現代のこころで語り直される神話『星座と神話』

 杜松の実『星座と神話

 星座に込められた神話を再編集。
 ふたご座の一等星と二等星「ポルックスとカストル」。最新科学を踏まえた全く新鮮な神話を書いてみました!




 おはようございます、辰井圭斗です。昨年は「辰井講評窓口2」にご参加くださりありがとうございました。ご参加いただいてからほとんど半年経とうとしています。遅くなってしまい申し訳ありません。こちらに講評を書きます。

 神話の語り直しを語り直しの過程も含めて見せた作品。「語り直しの過程も含めて」というのがミソかなとも思いました。物語を語ること自体が物語であるという構造。最初にもとの神話を引き、それからもとの神話に対する疑問を提示し、ヒントとなる星の科学的知識をふまえ、新しく神話を語り直す。

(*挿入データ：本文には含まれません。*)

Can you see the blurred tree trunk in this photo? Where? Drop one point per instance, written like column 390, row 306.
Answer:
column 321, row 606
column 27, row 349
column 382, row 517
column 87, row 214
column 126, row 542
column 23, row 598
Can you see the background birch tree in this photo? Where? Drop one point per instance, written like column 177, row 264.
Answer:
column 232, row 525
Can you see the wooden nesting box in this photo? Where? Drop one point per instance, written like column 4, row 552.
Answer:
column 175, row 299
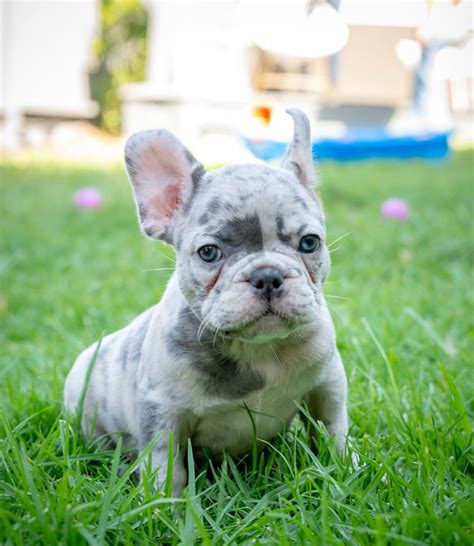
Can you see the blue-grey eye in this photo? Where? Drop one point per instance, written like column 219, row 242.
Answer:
column 309, row 243
column 210, row 253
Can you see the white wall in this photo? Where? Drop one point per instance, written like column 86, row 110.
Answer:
column 45, row 52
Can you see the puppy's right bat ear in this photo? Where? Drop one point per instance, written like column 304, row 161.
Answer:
column 162, row 173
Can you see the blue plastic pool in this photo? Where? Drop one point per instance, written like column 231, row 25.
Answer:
column 363, row 144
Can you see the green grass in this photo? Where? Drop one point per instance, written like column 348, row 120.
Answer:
column 405, row 334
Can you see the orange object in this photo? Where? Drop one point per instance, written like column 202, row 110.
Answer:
column 263, row 113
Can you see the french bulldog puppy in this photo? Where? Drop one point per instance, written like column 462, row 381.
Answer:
column 243, row 332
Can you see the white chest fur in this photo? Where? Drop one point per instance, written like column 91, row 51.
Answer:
column 231, row 426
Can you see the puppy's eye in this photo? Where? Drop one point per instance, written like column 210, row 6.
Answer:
column 210, row 253
column 309, row 243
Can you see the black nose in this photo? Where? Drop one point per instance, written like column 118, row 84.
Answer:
column 266, row 280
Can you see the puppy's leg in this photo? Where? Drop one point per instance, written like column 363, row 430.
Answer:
column 327, row 403
column 158, row 420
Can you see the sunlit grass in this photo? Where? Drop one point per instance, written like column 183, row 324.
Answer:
column 401, row 297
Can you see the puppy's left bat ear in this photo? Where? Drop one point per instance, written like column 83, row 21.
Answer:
column 163, row 174
column 298, row 156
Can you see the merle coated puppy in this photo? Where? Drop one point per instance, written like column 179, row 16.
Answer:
column 243, row 325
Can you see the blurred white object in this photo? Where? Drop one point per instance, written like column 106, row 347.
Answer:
column 287, row 29
column 409, row 52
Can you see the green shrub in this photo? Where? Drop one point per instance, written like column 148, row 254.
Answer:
column 120, row 52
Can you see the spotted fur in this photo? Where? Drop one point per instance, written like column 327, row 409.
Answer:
column 217, row 347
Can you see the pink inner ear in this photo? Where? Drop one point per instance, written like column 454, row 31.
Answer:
column 162, row 179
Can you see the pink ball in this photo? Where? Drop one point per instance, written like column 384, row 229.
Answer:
column 396, row 209
column 87, row 198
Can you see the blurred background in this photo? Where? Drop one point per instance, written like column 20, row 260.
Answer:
column 379, row 78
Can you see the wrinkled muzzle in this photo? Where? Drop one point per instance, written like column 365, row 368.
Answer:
column 263, row 294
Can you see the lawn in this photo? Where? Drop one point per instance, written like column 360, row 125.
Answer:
column 402, row 300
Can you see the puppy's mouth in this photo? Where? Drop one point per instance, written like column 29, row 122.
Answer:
column 266, row 327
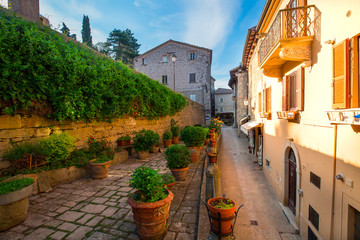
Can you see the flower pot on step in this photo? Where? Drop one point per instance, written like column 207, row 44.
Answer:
column 179, row 173
column 151, row 217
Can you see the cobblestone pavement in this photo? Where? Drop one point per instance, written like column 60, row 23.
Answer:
column 98, row 209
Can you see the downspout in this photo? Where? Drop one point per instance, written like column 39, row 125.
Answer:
column 333, row 185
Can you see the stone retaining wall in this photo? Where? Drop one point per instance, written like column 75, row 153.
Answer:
column 21, row 128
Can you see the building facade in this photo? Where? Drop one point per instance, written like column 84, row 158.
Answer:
column 182, row 67
column 303, row 92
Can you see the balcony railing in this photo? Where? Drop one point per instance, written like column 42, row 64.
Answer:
column 289, row 23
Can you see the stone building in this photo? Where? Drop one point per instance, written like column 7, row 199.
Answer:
column 182, row 67
column 224, row 101
column 303, row 93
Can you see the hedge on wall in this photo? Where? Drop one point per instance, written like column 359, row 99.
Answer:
column 41, row 72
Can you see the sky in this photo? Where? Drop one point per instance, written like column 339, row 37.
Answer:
column 220, row 25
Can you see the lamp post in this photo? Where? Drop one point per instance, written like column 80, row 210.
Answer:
column 173, row 59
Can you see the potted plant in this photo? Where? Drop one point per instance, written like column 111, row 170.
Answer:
column 99, row 167
column 167, row 138
column 124, row 141
column 177, row 157
column 176, row 133
column 14, row 201
column 150, row 203
column 143, row 143
column 169, row 180
column 193, row 137
column 227, row 208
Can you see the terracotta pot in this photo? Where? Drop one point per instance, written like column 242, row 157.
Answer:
column 167, row 143
column 175, row 140
column 179, row 173
column 170, row 185
column 99, row 170
column 225, row 214
column 194, row 154
column 143, row 155
column 212, row 142
column 151, row 217
column 212, row 157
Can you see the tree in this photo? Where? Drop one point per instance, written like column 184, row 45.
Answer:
column 86, row 31
column 65, row 30
column 123, row 45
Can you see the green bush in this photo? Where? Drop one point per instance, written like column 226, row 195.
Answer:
column 177, row 156
column 175, row 130
column 57, row 148
column 12, row 186
column 149, row 183
column 44, row 74
column 167, row 135
column 193, row 136
column 145, row 140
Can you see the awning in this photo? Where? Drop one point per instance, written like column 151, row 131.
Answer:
column 245, row 128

 特筆すべきはもとの神話に対する疑問と新たな神話が、人間の情に基づいているということだと思います。つまり単に辻褄を合わせようということではなく、カストルとポルックスに人間(片方は神の子ですけど)を見ようとしている。カストルとポルックスに生きた人間として思い入れするからこそ、「それでいいのか」とも思うし、「人間ドラマ」に溢れた新たな神話が立ち上がっている。恐らく力を入れて書かれたところだと思いますし、書き手の特質だなと思いました。

 余談ではありますが、昨今のディズニーの例を引くまでもなく、神話・おとぎ話の現代解釈というものは盛んにされてきました。私はそこまで例を見ているわけではありませんが、概ねもとの物語が持つ不条理・不合理にメスを入れて、現代のこころと論理で納得しやすいかたちにするというのは一つの方向性であるように見えます。
 概して古い物語は(もちろん物語の構造は保っているものの)、現代の我々から見て不条理・不合理に映ります。しかし、一方で思うのです。ああした物語は不条理・不合理であるということも一因として生き残っているのではないか。なぜなら、私達は、世界を私達のこころと論理が納得するかたちで捉えようとするけれども、世界はそもそも不条理・不合理のかたちで私達の前に立ち現れるのであるから。
 古い物語と盛んに語り直されている新しい物語のどちらが生き残るか興味のあるところではあります。生き残ることが絶対の正義ではありませんが。

 そんなことをつらつらと考える作品でした。読ませてくださりありがとうございました。




【作者様からの返信】
 コメントありがとうございます。辰井さんの企画に参加させて頂いていたこと自体忘れていました。半年もの期間が空いても、講評を寄せて頂きありがとうございます。

 後半の余談、すごく興味深いです。不合理・不条理であるからこそ、残った。なるほど、そうかもしれませんね。さらに、一般に神話には事象しか書かれない(誰々が何をした、理由は怒ったから、などと単純なものしかない)。そういった虫食いな文章であるから、人が勝手に解釈を膨らます。人が解釈を膨らましたいと思うのは、それが「神の話」だから、かもしれませんね。
 神にまつわる不合理・不条理な話を聞けば、その話が間違っている、とは思わない。だって、神ならそんな変なことしそうだし、と。

 前半部の講評にもコメントを返させていただきます。
 私は、私の伝えたい考えを示すために、「語り直しの過程」を見せる必要があるために、載せたに過ぎなかったのですが、どうやらそこがミソとして、読者に届いたのはうれしいですね。

「星の明るさや色についての科学」と「ふたご座の神話」を知っていました。その上で天体観測をしていて、ふと
「カストルの方が、明るいんだ。それで、カストルの方が遠くにあるんだ。人間の方が神の子より先んじて、尚且つ強い光を放っている、とはロマンチックだな」
 と、この話を思いついたまでです。
 きっかけは些細でしたが、書いてみると自身でも驚くほど納得のいく出来になったわけです。
 言われてみると、私は神話にも「人間味」といいますか「人間ドラマ」を描こうとしていたのですね。
 実は、同じように神話を再編しようと試みて納得いかない物があり、今はそれを非公開としています。「人間味」を持たせようという心意気を忘れていたな、と実感できました。

 ありがとうございます。私のためになる講評でした。